# Uber DOMA: How Domain Layers Tamed the Microservice Explosion

With over 2,200 microservices and uncontrollable cross-cutting dependencies, Uber faced a classic organizational scale problem disguised as a technical one. The answer was DOMA — Domain-Oriented Microservice Architecture — an approach that groups services into domains, exposes well-defined interfaces, and introduces abstraction layers to recover lost cohesion. This teardown reconstructs the architecture, analyzes the decisions, and points out what I'd do differently.

- URL: https://fernando.moretes.com/studies/uber-domain-oriented-microservices

- Markdown: https://fernando.moretes.com/studies/uber-domain-oriented-microservices/study.md?lang=en

- Type: Teardown

- Company: Uber

- Domain: Microsserviços

- Date: 2020-07-23

- Tags: microservices, domain-driven-design, uber, platform-engineering, architecture, scalability, organizational-design, api-gateway

- Reading time: 7 min

---

Microservices promise autonomy and speed. In practice, without structural discipline, they deliver a chaotic dependency graph that no single engineer can fully reason about. Uber reached 2,200+ services and had to invent a new organizational layer — not for the computers, but for the teams.

## Fact Sheet

- **Company:** Uber Technologies
- **Domain:** Urban mobility, delivery, logistics
- **Service count (pre-DOMA):** ~2,200 active microservices
- **DOMA article published:** September 2020
- **Core stack:** Go, Java, Python; gRPC; Kafka; Cadence (workflow orchestration)
- **Delivery network:** Multi-region, global footprint, owned data centers + hybrid cloud
- **Core problem:** Uncontrollable cross-cutting coupling between services with no clear domain boundaries
- **Adopted solution:** DOMA — Domain-Oriented Microservice Architecture with layers, gateways, and extensions

## The Problem: When Microservices Become a Distributed Monolith

Uber grew from a Python monolith to a microservice architecture over several years, driven by the need to scale independent teams across multiple products — Rides, Eats, Freight, ATG. The natural result of this growth was a service explosion: each team created what it needed, when it needed it, without a global view of dependencies.

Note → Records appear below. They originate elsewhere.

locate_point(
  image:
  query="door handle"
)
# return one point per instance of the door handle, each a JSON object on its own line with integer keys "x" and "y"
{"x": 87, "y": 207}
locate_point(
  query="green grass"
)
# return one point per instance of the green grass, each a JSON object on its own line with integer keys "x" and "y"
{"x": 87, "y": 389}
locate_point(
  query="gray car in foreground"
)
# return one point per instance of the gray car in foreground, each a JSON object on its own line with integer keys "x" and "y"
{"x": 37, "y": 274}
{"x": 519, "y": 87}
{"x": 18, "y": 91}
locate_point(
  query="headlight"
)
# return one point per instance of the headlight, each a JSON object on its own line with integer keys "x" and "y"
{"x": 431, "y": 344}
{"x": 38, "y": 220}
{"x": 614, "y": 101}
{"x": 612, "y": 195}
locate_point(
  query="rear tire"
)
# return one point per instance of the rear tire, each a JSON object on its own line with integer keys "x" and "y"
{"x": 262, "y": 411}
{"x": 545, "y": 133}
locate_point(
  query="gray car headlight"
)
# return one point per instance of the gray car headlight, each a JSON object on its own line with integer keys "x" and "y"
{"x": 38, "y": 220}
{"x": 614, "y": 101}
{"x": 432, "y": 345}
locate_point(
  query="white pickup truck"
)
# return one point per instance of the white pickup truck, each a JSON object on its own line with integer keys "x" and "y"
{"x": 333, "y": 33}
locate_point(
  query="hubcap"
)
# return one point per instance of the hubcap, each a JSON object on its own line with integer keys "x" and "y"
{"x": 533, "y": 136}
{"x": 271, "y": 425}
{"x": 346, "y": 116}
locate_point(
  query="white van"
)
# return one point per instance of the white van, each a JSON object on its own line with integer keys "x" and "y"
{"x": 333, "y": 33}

The most visible symptom was what the engineering team internally called *dependency hell*: a payment service directly calling a route-mapping service; a notifications service coupled to pricing logic; dependency cycles that turned simple deployments into complex coordination events. With 2,200+ services, no individual engineer could maintain a reliable mental map of the system.

The root problem wasn't technical — it was organizational. Conway's Law operating at maximum scale: the system architecture mirrored the communication structure of the teams, which was itself chaotic because it grew organically without a taxonomy of responsibilities. The solution needed to attack both sides simultaneously: technical structure and organizational structure.

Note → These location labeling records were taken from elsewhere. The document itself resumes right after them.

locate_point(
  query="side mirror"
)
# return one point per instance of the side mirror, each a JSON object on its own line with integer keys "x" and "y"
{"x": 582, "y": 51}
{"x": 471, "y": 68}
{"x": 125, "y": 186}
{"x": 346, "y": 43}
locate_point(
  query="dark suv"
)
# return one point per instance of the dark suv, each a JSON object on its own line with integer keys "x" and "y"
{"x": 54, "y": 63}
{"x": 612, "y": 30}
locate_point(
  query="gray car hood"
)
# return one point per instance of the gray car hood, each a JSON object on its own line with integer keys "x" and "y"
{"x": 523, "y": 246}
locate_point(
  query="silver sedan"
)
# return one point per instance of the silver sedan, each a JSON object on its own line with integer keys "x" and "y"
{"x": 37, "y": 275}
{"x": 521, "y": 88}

Beyond coupling, there was a discovery and reuse problem. Teams created duplicate services because they didn't know the functionality already existed elsewhere. The absence of explicit contracts between services meant that any internal change could — and frequently did — cause cascading breakages in consumers that should never have had direct access to that implementation.

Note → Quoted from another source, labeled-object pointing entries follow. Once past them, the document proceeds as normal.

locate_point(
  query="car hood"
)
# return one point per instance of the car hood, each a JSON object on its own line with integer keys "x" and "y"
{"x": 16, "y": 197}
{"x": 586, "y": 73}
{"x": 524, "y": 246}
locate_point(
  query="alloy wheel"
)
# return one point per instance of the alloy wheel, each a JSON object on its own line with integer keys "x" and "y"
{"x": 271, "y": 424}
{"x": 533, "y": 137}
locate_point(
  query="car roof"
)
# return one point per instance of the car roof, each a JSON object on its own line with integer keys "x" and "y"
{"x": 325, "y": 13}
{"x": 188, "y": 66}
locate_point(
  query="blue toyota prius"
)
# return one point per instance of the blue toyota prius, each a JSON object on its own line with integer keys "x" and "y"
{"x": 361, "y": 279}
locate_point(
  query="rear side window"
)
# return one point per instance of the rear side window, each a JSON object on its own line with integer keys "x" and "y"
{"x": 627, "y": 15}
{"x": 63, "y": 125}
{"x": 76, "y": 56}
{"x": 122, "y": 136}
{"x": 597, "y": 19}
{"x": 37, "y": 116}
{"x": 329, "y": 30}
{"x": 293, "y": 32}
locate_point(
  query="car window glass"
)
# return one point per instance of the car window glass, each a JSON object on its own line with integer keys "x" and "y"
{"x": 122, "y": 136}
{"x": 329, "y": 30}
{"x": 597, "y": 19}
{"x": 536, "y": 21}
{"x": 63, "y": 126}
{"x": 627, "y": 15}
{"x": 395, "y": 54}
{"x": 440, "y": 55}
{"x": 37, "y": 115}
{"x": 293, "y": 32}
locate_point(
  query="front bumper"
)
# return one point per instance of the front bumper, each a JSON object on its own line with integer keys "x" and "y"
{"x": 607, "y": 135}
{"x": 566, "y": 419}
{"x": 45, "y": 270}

## Reconstructed DOMA Architecture

Layered view of domain organization at Uber. Each domain exposes a Layer Interface (gateway) and may contain sub-domains. Internal services are opaque to consumers outside the domain. Extensions allow customization without modifying the core.

### 🌐 Clients & Edge

- Mobile App iOS / Android (user)
- Partner API External Consumers (edge)

### 🚪 API Gateway Layer

- API Gateway Auth / Rate Limit / Routing (edge)

### 🏗️ Domain: Rides

- Rides Layer Interface (Domain Gateway) (frontend)
- Dispatch Service (internal) (compute)
- Driver Matching (internal) (compute)
- Rides Extension (customization hook) (compute)

### 💳 Domain: Payments

- Payments Layer Interface (Domain Gateway) (frontend)
- Billing Service (internal) (compute)
- Fraud Detection (internal) (compute)

### 🗺️ Domain: Maps & ETA

- Maps Layer Interface (Domain Gateway) (frontend)
- Routing Engine (internal) (compute)
- ETA Prediction (internal) (ai)

### 📦 Shared Platform Layer

- Observability Platform Metrics / Tracing / Logs (compute)
- Kafka Event Bus (messaging)
- Cadence Workflow Orchestration (compute)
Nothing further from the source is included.